Mas por que odiamos tanto nosso passado? Penso que é porque fomos ensinados que nosso passado é mau. Fomos colônia, como se diz, colônia de exploração; massacramos índios, tivemos escravos, tivemos ditadura, nossos personagens históricos foram uns canalhas, etc. Enfim, nosso passado é um carma vergonhoso de que temos que nos livrar, e por isso qualquer reverência ou celebração do passado é contraproducente. Temos que olhar para o futuro, que acreditamos ser promissor, embalados por uma série de argumentos pueris, que vão desde supostas qualidades de nosso caráter até a grandeza de nossos recursos naturais. Outra vertente de nossa repulsa ao passado pode ser contemplada em nossa mania de estar sempre reformando a língua - quantas reformas ortográficas já não fizemos nos últimos 80 anos? Estamos sempre querendo expurgar de nossa cultura qualquer traço herdado da civilização do colonizador e afirmar uma brasilidade original, voltada para o futuro. Só conseguimos desorientar cada vez mais quem tenta aprender a escrever.

Odiar o passado é odiar a nós mesmos, pois bem ou mal, feio ou bonito, somos o produto de nossa História. Quem ignora o passado não pode entender o presente, e quem não entende o presente não pode moldar o futuro.

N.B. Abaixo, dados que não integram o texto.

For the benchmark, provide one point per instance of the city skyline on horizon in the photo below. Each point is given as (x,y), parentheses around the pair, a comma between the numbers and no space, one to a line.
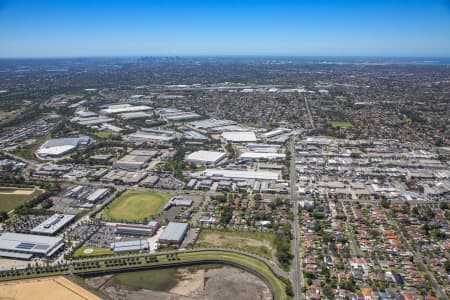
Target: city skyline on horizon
(49,28)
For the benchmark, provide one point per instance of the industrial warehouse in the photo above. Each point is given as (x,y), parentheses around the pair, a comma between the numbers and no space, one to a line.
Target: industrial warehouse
(26,246)
(174,233)
(205,157)
(53,224)
(60,146)
(135,160)
(138,229)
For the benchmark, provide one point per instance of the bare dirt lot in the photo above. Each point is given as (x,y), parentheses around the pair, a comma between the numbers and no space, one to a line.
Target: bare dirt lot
(191,284)
(52,288)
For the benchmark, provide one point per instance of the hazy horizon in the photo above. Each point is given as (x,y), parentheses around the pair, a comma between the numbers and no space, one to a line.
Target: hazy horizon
(347,28)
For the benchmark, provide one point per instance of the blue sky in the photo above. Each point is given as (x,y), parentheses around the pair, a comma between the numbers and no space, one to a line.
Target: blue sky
(46,28)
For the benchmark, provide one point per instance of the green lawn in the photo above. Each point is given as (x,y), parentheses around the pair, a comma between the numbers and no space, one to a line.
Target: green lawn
(135,206)
(10,201)
(337,124)
(259,243)
(86,252)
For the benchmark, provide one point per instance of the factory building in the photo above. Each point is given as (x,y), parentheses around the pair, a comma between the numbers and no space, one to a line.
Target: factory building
(138,229)
(130,246)
(174,233)
(262,156)
(60,146)
(123,108)
(205,157)
(178,201)
(26,246)
(239,136)
(53,224)
(135,160)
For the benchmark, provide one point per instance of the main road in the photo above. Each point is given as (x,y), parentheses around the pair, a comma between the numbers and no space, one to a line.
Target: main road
(297,274)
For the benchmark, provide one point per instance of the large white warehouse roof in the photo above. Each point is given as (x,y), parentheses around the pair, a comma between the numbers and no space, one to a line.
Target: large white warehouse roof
(206,157)
(239,136)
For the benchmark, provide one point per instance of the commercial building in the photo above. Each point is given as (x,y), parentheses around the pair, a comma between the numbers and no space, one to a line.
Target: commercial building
(262,155)
(241,174)
(174,233)
(274,133)
(211,123)
(138,229)
(135,160)
(134,115)
(123,108)
(153,135)
(239,136)
(53,224)
(178,201)
(60,146)
(205,157)
(130,246)
(26,246)
(98,194)
(176,115)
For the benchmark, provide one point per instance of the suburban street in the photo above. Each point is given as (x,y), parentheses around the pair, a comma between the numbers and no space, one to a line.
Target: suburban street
(297,279)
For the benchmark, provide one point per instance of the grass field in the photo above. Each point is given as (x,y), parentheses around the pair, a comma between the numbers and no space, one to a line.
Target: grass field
(259,243)
(337,124)
(87,251)
(135,206)
(11,198)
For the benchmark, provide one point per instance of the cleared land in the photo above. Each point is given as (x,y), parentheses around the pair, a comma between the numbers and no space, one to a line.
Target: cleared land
(135,206)
(11,197)
(336,124)
(87,251)
(254,242)
(200,282)
(53,288)
(216,257)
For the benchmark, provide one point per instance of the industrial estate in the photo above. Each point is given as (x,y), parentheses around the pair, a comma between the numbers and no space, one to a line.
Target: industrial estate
(276,178)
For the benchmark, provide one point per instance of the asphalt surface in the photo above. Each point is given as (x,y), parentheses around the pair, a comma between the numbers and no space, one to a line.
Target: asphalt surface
(297,273)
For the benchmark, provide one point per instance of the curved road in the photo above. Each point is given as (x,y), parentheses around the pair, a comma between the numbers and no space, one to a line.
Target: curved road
(273,266)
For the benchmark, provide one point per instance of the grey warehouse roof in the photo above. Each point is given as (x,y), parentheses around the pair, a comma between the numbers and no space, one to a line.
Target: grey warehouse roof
(174,232)
(53,224)
(29,243)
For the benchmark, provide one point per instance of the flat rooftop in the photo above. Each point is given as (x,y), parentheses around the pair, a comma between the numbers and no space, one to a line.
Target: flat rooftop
(174,232)
(53,224)
(29,243)
(206,156)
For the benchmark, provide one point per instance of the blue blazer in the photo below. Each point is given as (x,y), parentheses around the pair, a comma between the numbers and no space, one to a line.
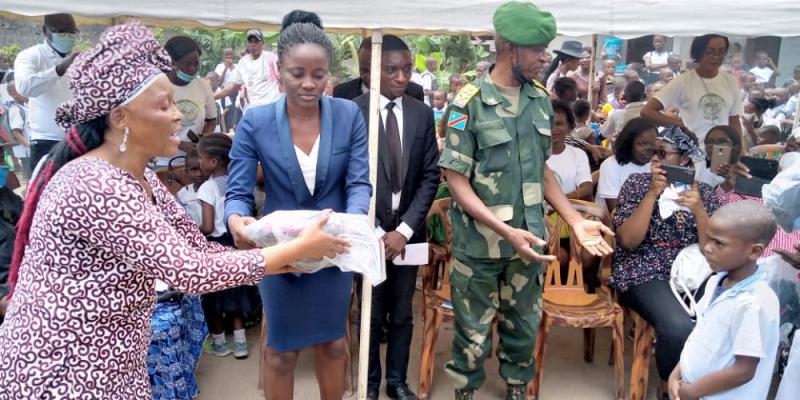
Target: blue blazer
(263,135)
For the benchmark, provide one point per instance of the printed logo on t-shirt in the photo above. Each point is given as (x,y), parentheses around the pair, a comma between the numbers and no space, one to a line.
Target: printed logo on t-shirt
(711,104)
(190,111)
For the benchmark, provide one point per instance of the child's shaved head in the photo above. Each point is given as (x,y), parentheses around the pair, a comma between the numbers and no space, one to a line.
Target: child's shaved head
(752,222)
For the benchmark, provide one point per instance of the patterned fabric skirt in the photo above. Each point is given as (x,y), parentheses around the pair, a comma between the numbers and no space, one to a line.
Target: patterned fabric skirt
(178,332)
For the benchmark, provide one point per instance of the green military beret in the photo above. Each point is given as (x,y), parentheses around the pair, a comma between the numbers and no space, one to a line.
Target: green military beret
(524,24)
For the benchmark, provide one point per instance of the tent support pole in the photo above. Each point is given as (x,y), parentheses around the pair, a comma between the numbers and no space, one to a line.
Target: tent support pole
(592,68)
(366,285)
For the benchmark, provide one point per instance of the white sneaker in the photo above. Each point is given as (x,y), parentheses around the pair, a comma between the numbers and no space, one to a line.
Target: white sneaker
(240,349)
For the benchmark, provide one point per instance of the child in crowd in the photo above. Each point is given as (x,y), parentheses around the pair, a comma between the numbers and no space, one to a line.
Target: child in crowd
(730,353)
(187,196)
(233,303)
(582,111)
(332,83)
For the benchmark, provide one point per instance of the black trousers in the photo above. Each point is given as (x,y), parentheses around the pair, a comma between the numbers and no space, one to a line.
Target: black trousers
(655,302)
(39,149)
(391,304)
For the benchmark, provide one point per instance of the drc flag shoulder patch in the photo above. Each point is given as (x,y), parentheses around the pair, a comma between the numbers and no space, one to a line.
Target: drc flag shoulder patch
(457,120)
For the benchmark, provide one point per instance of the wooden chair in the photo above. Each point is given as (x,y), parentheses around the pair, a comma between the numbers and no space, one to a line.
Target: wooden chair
(436,296)
(768,151)
(568,304)
(642,344)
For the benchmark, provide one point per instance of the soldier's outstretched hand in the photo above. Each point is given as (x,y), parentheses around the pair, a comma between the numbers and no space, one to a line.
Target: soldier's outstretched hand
(522,241)
(590,235)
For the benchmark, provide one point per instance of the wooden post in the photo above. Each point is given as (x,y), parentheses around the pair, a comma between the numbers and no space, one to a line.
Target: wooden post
(592,69)
(366,285)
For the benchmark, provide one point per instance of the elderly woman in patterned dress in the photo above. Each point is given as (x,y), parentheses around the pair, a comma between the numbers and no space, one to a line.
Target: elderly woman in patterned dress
(99,228)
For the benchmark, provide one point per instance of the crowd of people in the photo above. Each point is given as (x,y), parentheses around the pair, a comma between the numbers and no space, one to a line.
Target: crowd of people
(122,270)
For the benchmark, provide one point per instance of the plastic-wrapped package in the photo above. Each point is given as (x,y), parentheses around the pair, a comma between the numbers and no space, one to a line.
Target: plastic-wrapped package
(366,254)
(782,195)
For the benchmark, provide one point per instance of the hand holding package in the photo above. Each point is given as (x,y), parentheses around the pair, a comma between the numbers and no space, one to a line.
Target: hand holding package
(365,255)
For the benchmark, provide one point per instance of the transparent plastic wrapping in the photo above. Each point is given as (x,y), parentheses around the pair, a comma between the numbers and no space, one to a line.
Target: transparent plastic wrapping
(365,256)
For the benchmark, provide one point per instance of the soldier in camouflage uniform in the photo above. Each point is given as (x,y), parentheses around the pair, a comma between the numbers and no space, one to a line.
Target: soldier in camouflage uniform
(496,144)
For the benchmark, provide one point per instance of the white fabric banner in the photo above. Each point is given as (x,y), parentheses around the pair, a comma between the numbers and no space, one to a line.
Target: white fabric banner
(624,19)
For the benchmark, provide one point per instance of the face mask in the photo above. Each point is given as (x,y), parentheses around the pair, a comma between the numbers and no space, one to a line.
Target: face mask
(184,76)
(63,42)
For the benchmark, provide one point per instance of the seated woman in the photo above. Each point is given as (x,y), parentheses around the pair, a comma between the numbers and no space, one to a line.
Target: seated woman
(647,244)
(720,135)
(632,152)
(571,167)
(570,164)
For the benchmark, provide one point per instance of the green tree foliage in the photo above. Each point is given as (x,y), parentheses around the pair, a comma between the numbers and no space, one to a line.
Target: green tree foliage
(455,54)
(10,52)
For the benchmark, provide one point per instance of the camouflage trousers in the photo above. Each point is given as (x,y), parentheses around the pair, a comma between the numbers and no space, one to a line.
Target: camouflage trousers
(511,291)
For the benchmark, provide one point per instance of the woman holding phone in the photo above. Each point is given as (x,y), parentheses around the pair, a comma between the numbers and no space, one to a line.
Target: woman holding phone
(647,244)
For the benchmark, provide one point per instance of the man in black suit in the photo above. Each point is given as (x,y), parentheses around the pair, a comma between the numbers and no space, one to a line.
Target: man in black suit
(407,181)
(356,87)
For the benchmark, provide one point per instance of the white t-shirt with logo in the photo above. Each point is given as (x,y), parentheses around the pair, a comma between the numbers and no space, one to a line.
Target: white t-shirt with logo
(229,76)
(657,57)
(613,176)
(259,77)
(571,166)
(196,102)
(703,103)
(763,75)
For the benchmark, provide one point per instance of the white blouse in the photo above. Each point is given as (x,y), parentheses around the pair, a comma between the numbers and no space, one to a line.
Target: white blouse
(308,164)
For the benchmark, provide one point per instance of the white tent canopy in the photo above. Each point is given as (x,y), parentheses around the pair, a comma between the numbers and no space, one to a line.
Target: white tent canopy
(625,19)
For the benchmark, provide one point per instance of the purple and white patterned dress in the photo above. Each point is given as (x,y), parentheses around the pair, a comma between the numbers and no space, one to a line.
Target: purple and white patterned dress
(79,324)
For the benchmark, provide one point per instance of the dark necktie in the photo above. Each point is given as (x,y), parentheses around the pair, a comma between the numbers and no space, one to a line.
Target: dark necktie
(395,149)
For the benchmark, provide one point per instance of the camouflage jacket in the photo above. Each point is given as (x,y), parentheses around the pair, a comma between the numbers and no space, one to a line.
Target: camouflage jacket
(503,155)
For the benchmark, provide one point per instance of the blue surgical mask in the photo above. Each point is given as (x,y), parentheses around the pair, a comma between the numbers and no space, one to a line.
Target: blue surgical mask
(63,42)
(184,76)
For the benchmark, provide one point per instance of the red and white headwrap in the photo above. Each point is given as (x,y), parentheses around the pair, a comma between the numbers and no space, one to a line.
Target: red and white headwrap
(126,60)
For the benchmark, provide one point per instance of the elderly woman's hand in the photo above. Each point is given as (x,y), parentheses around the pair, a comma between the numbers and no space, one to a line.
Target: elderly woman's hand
(236,225)
(590,236)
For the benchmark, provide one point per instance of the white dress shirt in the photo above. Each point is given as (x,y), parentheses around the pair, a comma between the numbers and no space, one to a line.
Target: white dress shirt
(403,228)
(308,165)
(743,320)
(35,77)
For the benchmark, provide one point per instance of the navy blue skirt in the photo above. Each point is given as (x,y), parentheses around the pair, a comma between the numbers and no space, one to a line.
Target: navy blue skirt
(305,310)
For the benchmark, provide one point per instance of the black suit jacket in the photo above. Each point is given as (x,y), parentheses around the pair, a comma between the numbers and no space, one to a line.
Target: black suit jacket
(420,170)
(352,89)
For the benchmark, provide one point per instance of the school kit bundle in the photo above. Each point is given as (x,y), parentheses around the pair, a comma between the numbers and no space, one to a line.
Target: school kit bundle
(365,256)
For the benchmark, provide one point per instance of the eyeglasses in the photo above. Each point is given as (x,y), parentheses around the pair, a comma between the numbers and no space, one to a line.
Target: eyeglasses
(661,153)
(715,53)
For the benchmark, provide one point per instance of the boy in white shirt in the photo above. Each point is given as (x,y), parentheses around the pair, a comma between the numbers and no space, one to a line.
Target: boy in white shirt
(765,69)
(730,353)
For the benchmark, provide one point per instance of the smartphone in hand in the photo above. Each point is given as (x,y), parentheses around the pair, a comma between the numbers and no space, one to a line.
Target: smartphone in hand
(677,174)
(720,154)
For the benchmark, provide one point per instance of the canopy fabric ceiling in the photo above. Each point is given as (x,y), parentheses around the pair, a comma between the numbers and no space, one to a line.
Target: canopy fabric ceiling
(624,19)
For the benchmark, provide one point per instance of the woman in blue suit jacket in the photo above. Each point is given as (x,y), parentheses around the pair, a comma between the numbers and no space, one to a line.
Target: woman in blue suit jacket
(313,153)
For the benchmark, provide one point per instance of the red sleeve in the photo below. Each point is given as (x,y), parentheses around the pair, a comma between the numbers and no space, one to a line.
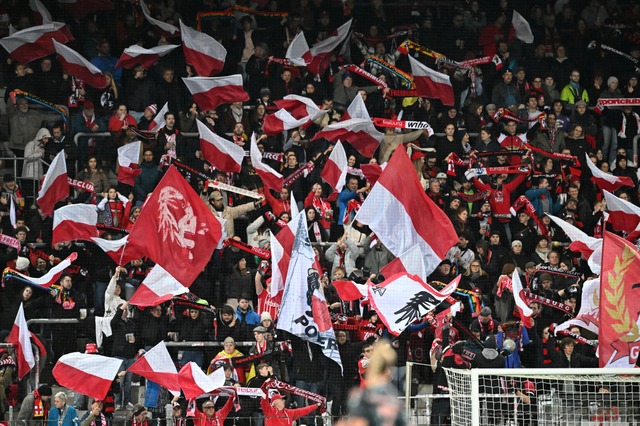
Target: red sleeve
(295,414)
(222,413)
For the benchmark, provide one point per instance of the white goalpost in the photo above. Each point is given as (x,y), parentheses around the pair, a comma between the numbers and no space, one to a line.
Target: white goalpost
(581,396)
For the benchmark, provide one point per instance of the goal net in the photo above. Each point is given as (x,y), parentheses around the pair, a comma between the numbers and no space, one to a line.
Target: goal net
(544,397)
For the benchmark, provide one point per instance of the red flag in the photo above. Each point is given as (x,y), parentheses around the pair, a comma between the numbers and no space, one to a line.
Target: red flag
(88,374)
(211,92)
(359,132)
(607,181)
(75,222)
(318,58)
(135,55)
(21,340)
(194,382)
(156,288)
(431,84)
(619,338)
(156,365)
(35,42)
(76,65)
(221,153)
(269,177)
(128,160)
(416,218)
(176,229)
(55,186)
(202,51)
(335,169)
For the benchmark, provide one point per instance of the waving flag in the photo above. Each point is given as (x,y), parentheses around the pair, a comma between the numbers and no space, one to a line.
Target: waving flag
(176,228)
(623,215)
(317,58)
(135,55)
(202,51)
(589,315)
(303,311)
(402,299)
(410,262)
(335,169)
(295,111)
(359,132)
(222,154)
(76,65)
(166,28)
(55,186)
(20,337)
(211,92)
(35,42)
(619,339)
(156,365)
(269,177)
(521,301)
(194,382)
(128,160)
(398,194)
(607,181)
(580,241)
(523,30)
(87,374)
(156,288)
(431,84)
(75,222)
(158,121)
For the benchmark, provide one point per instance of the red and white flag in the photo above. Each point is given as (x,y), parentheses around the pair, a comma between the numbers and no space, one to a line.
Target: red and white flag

Sem museus que nos mostrem a evolução das coisas, não percebemos para onde estamos indo. Sem passado, o futuro se reduz a um burburinho de ecos dos discursos da moda, um eterno presente que só faz repetir o passado que não nos preocupamos em registrar. Ironicamente, só chegaremos ao futuro que almejamos no dia em que nos reconciliarmos com nosso passado.